Kone of us, I dare say, has so far got through Corona without any quirks. A look in the mirror is usually enough to see that. Quite directly asked: What is your weight doing? I don’t want to talk about mine, even though, according to the Strava app, I’ve already spent 95 hours and 53 minutes on the mountain bike this year, pedaling 1522 kilometers and 16,989 meters in altitude. 16.989 meters in altitude, that’s almost exactly ten times up the Mont Ventoux from its hard side. A couple of madmen do that every year within 24 hours, it took me five months, but it’s not that bad either.
Alone, the mirror I look in sees it differently. Especially when viewed from the side, it reflects a weight problem. If he could talk, he would say: less red wine, less tarte aux fries, sensible nutrition! But since I have always had doubts about the final judgments of the Spiegel, I looked for second opinions.

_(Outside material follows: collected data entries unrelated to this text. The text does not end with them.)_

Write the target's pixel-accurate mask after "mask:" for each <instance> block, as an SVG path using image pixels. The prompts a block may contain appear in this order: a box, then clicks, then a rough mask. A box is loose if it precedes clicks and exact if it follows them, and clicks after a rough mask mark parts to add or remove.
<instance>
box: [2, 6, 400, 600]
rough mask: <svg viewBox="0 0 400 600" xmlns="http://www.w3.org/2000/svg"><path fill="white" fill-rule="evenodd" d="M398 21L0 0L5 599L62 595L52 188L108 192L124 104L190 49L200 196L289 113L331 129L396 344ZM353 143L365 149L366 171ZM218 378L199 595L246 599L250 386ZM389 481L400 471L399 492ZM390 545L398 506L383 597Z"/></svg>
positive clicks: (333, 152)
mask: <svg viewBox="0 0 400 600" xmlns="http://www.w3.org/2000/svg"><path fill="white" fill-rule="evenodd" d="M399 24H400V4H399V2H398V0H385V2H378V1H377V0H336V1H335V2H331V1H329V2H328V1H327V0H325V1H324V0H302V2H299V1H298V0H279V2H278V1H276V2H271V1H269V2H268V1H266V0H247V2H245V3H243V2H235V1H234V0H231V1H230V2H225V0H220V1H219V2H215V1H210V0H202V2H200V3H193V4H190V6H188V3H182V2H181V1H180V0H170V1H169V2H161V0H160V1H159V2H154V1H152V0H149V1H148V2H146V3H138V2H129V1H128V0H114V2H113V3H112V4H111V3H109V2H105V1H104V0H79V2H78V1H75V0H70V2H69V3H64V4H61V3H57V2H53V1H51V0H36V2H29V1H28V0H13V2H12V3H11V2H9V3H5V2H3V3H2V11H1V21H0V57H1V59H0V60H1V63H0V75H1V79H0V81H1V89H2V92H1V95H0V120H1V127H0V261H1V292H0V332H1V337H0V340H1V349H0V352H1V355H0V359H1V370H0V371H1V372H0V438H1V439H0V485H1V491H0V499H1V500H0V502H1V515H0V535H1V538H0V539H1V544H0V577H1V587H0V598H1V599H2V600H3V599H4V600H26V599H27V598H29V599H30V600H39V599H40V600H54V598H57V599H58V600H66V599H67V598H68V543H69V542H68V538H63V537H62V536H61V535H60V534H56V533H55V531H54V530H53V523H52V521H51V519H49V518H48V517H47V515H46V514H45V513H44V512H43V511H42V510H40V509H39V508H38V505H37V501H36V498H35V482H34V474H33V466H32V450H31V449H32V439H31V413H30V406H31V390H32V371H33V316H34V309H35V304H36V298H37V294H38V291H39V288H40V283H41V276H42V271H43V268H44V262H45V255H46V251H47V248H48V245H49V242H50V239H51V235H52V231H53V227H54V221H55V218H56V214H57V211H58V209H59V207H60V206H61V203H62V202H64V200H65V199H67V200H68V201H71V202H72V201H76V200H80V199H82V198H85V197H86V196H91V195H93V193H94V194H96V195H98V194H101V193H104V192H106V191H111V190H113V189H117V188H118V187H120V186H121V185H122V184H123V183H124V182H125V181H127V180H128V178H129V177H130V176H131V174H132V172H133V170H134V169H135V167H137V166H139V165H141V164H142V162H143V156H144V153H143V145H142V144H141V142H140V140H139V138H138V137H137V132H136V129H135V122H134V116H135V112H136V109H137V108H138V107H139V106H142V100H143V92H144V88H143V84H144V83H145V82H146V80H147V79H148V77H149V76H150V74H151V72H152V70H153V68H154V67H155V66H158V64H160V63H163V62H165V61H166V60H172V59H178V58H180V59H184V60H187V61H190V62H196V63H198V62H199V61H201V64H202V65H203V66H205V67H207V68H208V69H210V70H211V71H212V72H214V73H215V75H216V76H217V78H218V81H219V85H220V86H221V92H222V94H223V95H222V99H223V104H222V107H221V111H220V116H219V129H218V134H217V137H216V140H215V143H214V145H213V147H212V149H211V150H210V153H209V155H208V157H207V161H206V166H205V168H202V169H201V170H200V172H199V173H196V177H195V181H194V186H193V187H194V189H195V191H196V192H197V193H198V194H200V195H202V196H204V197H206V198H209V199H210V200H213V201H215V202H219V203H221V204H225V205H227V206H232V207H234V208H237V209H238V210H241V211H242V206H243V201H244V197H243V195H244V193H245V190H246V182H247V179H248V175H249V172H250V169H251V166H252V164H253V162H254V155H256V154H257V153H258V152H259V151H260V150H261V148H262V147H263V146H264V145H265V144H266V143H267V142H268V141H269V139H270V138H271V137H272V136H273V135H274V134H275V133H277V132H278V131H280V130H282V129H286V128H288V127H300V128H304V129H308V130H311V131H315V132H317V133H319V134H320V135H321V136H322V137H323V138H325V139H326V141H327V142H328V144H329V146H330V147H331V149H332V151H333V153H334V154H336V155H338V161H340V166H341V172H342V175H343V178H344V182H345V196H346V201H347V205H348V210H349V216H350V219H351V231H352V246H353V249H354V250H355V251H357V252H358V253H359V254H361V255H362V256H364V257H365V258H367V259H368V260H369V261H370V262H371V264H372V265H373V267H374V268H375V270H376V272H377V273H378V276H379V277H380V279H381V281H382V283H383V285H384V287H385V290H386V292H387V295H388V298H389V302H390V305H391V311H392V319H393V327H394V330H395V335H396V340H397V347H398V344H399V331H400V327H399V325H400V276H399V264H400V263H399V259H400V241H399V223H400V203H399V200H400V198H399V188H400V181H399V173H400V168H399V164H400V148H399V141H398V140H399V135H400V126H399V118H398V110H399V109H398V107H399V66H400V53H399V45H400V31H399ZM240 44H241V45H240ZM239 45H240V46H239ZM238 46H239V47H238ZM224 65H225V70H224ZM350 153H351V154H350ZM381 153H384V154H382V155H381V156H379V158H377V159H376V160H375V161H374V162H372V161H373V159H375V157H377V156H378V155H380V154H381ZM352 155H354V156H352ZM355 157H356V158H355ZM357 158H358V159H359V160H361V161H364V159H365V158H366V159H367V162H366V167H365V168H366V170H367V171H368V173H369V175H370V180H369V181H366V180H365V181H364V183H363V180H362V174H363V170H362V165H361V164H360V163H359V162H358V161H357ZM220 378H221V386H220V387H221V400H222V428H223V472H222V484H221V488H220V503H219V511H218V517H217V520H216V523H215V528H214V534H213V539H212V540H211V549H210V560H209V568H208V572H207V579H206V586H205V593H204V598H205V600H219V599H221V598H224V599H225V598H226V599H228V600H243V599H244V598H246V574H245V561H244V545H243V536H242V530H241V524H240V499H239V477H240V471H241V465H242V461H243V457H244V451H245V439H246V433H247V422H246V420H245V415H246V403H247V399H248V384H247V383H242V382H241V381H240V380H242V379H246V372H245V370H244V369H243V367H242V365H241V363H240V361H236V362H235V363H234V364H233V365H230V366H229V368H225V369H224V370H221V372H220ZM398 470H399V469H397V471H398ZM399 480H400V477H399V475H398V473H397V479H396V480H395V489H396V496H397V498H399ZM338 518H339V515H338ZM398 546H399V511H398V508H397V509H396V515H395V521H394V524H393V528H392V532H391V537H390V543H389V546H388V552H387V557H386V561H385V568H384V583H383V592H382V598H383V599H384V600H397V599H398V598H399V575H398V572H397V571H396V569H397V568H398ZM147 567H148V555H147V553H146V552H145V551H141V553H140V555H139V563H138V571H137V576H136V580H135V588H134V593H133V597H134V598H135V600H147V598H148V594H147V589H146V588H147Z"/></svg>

And you won’t believe it, I found what I was looking for at Eurosport. In order to loosen up the six-hour TV broadcast of a cycling race a little, viewers were asked to ask the expert present via the Internet questions, and one of these questions was: Why do the best mountain riders, who weigh barely 50 kilograms, have such a big belly on some Pictures?
The expert present did not hesitate to answer. The reason for this is that the best mountain climbers, to put it another way: to breathe up Mont Ventoux as the fastest, need a lot of air and therefore an extra large lung. Capacity around seven liters. There should be space for seven milk cartons in the small body when you inhale, said the clarity-prone expert, and from the outside it would sometimes look like a tidy belly.
Well, it’s not that simple, dear Spiegel. Nothing with red wine, tarte aux fries and the wrong diet! We learn that not every stomach is a stomach. Some are just an oversized cyclist’s lung that blows you up the Mont Ventoux, ten times this year.